Dat een journalist na al die gebeurtenissen renners niet zomaar meer klakkeloos gelooft, evenmin als wij liefhebbers dat doen, is evident. Dat bij (meer dan) uitstekende prestaties nog meer twijfel rijst, is logisch. Ook ik heb met verbazing de prestaties van “opa” Horner in de Vuelta aanschouwd en kreeg er een ongemakkelijk gevoel bij. Maar ik ben geen wetenschapper. Hoe (on)mogelijk zijn prestaties zijn, kan ik dus niet beoordelen. Maar hoewel Horner jarenlang onder Bruyneel heeft gefietst (zij het pas vanaf 2008) en ook bij het dubieuze Saunier-Duval, werd Horner zelf nooit genoemd bij een van de dopingschandalen (zij het dat achteraf twijfelachtige links worden gelegd). Ik ben wel een jurist en ik huldig van harte het uitgangspunt dat eenieder voor onschuldig wordt gehouden totdat zijn schuld is komen vast te staan.

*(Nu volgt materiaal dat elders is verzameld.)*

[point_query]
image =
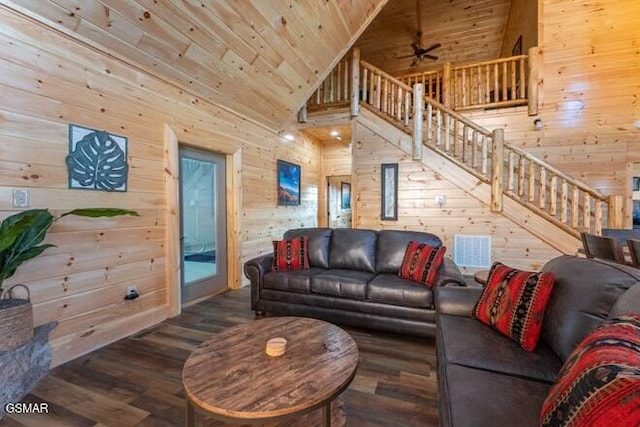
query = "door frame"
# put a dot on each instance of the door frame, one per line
(233, 161)
(219, 284)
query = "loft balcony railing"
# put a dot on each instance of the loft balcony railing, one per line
(512, 172)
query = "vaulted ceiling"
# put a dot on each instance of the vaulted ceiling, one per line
(469, 31)
(259, 58)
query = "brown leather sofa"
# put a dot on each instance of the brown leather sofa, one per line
(485, 379)
(353, 280)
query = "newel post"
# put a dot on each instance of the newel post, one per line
(355, 82)
(497, 166)
(533, 65)
(615, 213)
(446, 84)
(418, 114)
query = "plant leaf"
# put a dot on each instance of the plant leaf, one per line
(98, 212)
(29, 226)
(21, 233)
(7, 270)
(98, 162)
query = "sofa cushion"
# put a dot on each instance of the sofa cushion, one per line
(513, 302)
(294, 281)
(353, 249)
(292, 254)
(465, 341)
(628, 303)
(583, 295)
(421, 263)
(319, 239)
(599, 383)
(342, 283)
(392, 246)
(391, 289)
(478, 398)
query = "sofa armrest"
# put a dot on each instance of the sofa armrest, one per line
(457, 301)
(449, 274)
(254, 270)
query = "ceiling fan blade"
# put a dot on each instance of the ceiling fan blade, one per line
(430, 48)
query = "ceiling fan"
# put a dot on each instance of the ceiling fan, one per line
(420, 53)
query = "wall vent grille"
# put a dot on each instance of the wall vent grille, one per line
(472, 251)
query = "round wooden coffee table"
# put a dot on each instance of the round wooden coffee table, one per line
(230, 376)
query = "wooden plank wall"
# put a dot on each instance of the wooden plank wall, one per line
(417, 188)
(252, 56)
(48, 81)
(591, 68)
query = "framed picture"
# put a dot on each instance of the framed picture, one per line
(389, 203)
(345, 195)
(517, 47)
(97, 160)
(288, 184)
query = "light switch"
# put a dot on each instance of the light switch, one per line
(440, 200)
(20, 198)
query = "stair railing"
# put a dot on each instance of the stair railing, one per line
(561, 199)
(499, 83)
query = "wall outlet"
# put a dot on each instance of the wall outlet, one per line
(132, 293)
(20, 198)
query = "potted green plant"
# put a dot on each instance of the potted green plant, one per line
(21, 237)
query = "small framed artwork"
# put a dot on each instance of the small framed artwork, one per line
(345, 195)
(389, 192)
(97, 160)
(517, 47)
(288, 184)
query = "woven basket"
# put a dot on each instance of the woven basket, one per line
(16, 319)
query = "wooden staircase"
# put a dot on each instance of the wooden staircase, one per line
(537, 196)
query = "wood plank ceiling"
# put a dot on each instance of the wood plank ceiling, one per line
(259, 58)
(469, 31)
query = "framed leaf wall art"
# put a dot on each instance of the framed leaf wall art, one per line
(97, 160)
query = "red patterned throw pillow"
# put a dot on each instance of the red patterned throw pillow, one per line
(291, 254)
(513, 303)
(421, 263)
(599, 383)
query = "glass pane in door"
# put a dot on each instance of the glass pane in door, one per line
(202, 191)
(199, 218)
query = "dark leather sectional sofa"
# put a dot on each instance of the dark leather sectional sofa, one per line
(485, 379)
(353, 280)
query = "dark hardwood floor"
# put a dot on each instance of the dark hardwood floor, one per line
(137, 381)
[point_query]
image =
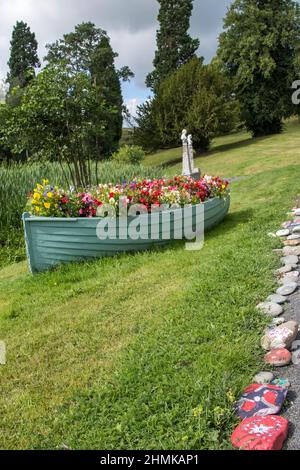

Dat een wielerjournalist niet meer blind juicht, is dus terecht. Dat die journalist nu eerder op onderzoek probeert te gaan, is ook logisch. Maar dames en heren wielerjournalisten, telkens aan een renner vragen of hij doping heeft gebruikt om zijn prestaties te verbeteren en bij een ontkennend antwoord, hoe vreemd (zelf ironieteken invoegen), de vraag nog een aantal keer herhalen en dat iedere wedstrijd opnieuw, is géén onderzoeksjournalistiek noch goede gewone sportjournalistiek (wie de schoen past, trekke hem aan). Het duidt slechts op een gebrek aan competenties om het vak (sport)journalist goed uit te voeren. Beperk je tot verslaggeving of het schrijven van verhalen als dat je vak is, zoek een andere baan of volg een cursus onderzoeksjournalistiek bij Bob Woodward en Carl Bernstein. Maar houd alsjeblieft op met die tenenkrommende, nietszeggende en niets opleverende vraag: “Heb jij doping gebruikt?”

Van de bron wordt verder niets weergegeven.